Et avez-vous aussi la réponse?

- Ce que j'ai vu jusqu'à hier est une Europe indifférente, et même inconsciente, à l'égard du problème démographique. Aujourd'hui je vois une Europe "contrainte" d'accepter la solution immigration, nécessaire pour compenser le déficit (gap) démographique et les effets économique inéluctables après la crise économique insoluble.

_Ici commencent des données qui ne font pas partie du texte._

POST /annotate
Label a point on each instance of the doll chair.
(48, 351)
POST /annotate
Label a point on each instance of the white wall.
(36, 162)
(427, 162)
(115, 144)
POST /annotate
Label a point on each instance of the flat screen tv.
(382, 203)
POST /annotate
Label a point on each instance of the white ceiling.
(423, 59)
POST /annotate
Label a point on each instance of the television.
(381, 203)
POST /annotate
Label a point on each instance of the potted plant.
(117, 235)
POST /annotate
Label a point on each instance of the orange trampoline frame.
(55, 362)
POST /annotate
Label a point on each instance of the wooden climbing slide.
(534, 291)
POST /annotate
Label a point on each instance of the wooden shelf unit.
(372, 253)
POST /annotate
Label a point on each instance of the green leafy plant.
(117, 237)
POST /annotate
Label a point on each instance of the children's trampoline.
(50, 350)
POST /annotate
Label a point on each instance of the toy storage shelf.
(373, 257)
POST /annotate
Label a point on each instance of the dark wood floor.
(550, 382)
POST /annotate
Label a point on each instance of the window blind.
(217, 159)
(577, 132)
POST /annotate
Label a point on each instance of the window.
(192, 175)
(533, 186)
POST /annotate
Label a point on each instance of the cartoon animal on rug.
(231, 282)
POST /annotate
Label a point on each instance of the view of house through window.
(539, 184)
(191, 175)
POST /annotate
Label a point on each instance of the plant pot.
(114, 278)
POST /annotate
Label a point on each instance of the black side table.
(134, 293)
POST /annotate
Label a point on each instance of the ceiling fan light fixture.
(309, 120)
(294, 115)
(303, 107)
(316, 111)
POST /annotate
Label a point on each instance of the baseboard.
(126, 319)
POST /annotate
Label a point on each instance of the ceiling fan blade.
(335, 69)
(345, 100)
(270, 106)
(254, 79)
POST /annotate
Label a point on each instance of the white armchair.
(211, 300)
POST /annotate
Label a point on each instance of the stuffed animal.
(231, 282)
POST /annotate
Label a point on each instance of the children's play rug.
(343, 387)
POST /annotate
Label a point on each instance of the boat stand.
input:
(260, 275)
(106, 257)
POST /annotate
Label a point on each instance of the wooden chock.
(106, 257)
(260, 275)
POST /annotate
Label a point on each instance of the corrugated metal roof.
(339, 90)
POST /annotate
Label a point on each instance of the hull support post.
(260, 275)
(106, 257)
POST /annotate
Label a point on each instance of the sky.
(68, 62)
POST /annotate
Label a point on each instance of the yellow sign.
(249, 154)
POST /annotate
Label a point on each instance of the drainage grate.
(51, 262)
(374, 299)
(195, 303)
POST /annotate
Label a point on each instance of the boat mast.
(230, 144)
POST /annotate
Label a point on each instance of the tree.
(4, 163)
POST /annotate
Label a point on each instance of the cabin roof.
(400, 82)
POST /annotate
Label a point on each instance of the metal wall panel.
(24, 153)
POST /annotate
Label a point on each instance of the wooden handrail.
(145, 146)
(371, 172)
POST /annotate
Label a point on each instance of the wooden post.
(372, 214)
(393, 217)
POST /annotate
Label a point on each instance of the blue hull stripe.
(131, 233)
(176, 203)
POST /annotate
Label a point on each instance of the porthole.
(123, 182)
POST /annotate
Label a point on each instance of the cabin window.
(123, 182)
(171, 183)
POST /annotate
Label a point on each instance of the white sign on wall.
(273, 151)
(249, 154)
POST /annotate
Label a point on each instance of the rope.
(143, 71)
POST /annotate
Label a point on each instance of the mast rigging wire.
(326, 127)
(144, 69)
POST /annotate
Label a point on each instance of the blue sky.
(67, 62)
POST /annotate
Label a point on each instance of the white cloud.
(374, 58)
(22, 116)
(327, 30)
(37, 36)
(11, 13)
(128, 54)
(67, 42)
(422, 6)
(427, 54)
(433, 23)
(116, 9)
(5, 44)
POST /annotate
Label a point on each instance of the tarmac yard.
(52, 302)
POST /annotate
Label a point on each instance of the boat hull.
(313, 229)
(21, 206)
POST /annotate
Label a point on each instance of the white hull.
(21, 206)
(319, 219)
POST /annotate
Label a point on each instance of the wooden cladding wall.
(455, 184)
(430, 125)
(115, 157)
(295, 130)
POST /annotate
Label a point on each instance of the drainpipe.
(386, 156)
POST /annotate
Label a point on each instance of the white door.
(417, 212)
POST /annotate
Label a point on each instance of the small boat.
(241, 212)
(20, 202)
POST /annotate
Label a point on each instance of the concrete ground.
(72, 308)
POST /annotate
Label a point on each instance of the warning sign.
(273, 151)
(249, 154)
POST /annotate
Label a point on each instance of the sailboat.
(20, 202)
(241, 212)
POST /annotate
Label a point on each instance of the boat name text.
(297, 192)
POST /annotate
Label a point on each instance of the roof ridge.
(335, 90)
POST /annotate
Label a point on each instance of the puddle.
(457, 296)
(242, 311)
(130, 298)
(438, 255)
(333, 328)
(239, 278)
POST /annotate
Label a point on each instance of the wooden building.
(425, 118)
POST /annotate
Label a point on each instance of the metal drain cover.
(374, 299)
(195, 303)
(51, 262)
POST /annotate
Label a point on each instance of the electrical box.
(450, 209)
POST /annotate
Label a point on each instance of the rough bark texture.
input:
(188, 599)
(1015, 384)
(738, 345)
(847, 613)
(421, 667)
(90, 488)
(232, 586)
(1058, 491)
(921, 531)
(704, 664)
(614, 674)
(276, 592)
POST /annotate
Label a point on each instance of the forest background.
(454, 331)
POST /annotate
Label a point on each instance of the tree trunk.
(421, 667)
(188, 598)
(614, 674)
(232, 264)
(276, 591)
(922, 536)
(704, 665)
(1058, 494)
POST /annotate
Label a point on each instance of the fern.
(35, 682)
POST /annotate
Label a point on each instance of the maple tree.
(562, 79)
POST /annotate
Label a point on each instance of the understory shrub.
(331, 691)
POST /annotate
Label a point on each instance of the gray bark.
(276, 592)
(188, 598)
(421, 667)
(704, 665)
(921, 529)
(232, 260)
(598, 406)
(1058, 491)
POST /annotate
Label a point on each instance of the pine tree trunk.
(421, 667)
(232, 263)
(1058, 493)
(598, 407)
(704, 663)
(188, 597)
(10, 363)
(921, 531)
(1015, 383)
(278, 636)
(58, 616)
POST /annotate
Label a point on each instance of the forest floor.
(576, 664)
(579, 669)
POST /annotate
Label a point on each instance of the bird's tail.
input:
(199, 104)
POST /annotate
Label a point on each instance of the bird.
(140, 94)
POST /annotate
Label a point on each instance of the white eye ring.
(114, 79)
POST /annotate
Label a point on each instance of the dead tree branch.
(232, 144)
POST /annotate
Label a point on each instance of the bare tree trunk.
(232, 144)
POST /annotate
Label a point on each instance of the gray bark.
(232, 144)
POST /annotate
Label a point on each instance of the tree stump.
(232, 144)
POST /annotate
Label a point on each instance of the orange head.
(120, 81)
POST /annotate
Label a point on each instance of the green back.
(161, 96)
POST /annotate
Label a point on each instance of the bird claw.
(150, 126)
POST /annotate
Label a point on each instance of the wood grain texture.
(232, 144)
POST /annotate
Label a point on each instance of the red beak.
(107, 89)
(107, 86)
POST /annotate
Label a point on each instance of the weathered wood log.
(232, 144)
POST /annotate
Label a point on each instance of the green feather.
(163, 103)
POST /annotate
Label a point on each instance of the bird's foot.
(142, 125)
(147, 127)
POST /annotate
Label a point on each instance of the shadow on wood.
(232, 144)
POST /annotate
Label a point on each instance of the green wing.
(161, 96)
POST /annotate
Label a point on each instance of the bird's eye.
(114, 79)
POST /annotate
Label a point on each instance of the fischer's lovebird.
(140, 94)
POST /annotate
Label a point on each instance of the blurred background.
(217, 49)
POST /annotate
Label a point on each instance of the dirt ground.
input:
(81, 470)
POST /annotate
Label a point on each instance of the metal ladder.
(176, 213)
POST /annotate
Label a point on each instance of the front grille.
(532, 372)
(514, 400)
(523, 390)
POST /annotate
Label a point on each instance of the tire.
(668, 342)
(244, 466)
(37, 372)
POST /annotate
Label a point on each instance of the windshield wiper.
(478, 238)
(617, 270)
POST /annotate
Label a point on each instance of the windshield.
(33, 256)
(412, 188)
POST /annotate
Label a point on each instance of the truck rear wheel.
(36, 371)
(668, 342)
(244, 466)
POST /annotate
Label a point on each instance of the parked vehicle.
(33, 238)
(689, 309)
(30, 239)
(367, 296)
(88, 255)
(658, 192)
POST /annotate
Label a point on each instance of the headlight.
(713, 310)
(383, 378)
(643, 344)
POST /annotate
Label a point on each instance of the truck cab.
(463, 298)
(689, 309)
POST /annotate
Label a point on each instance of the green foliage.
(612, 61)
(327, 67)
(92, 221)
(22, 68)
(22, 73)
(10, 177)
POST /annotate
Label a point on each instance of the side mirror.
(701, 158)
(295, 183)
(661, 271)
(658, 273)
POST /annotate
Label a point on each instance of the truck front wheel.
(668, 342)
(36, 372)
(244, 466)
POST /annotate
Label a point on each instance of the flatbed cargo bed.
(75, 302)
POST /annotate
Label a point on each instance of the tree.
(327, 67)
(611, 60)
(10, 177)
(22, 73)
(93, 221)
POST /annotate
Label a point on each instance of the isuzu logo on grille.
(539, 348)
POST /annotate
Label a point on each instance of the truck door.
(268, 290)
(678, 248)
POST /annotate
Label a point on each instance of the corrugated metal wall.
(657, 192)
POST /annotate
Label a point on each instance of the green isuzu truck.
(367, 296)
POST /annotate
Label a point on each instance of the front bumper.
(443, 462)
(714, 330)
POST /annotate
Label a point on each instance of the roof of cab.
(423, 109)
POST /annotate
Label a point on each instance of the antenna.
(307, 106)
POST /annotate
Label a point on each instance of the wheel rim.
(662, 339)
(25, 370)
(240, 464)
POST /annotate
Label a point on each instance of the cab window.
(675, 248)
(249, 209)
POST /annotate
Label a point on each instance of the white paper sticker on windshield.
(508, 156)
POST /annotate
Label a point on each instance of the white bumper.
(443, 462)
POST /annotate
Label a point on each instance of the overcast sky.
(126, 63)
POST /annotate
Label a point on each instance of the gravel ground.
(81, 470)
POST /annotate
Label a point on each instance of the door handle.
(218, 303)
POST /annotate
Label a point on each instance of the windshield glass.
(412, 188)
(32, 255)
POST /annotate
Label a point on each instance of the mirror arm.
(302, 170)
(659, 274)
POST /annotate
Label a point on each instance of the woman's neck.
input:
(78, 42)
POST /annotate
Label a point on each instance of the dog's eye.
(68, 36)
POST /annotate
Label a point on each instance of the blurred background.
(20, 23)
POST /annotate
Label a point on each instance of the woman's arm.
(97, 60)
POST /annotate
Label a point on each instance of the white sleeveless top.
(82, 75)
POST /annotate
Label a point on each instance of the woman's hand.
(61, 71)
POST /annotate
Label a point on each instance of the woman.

Où le Vieux Continent s'est-il trompé?

- L'Europe a refusé de diagnostiquer les vraies raisons de la crise économique et dans les sept dernières années, elle a fait des diagnostics erronés et recherché des solutions pour la reprise qui n'étaient pas soutenables, et même contradictoires et conflictuelles en son sein même. Il y a une partie de l'Europe qui semble avoir une conscience arrogante de son leadership et une partie de l'Europe qui est au contraire de plus en plus démoralisée et pessimiste vis-à-vis des capacités de sa propre classe dirigeante de dépasser des promesses intenables et même offensantes pour l'intelligence des gouvernés, lesquels se sentent désormais expropriés de tout pouvoir et opprimés par des décisions économiques et morales qu'ils ne reconnaissent pas et ne comprennent pas non plus.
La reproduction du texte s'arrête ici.